This article dissects one of the most pragmatic solutions: mounting S3 buckets directly onto Kubernetes nodes using goofys, IAM roles, and DaemonSets, then exposing them to pods via hostPath volumes.
The approach I’ll detail is production-tested across workloads ranging from 500GB to 50TB+ datasets, handling everything from machine learning model registries to high-frequency data ingestion pipelines.
Key takeaway: This solution excels for unpredictable workload volumes and cost-sensitive scenarios, but introduces complexity and performance tradeoffs compared to AWS’s newer Mountpoint for S3 CSI driver.
The Storage Problem We’re Solving
Why Not Just Use S3 Directly?
Most applications already understand S3 APIs perfectly well. So why mount it as a filesystem?

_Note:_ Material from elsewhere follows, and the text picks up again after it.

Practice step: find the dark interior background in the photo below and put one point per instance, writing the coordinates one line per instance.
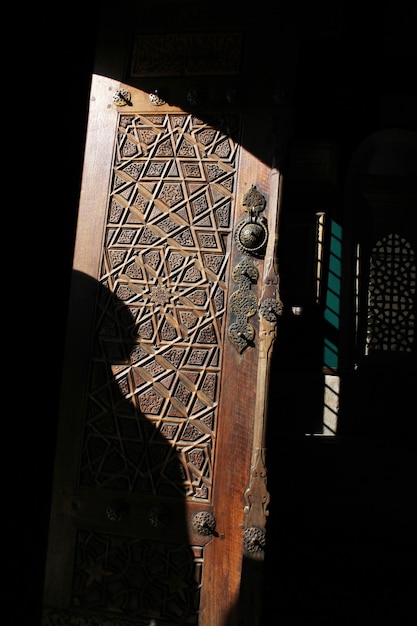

Legacy Application Bind – Applications written in the 2010s expect POSIX file operations (open(), read(), write(), seek()). Retrofitting S3 SDK calls is often impractical.
Unpredictable Volume – Workloads that spike from 100GB to 5TB overnight (common in batch ML pipelines, data ingestion services). PersistentVolume provisioning + cost scales poorly; S3 billing is consumption-based.
Cost Arbitrage – S3 at scale is cheaper than EBS when you’re not hitting performance requirements that EBS enables. Our annual save: ~$40K by switching from 50TB of EBS to S3-backed mounts for archive data.
Multi-Node Data Sharing – Multiple pods across different nodes need read-only access to the same 2TB model registry. Syncing via S3 is simpler than NFS or EFS at this scale.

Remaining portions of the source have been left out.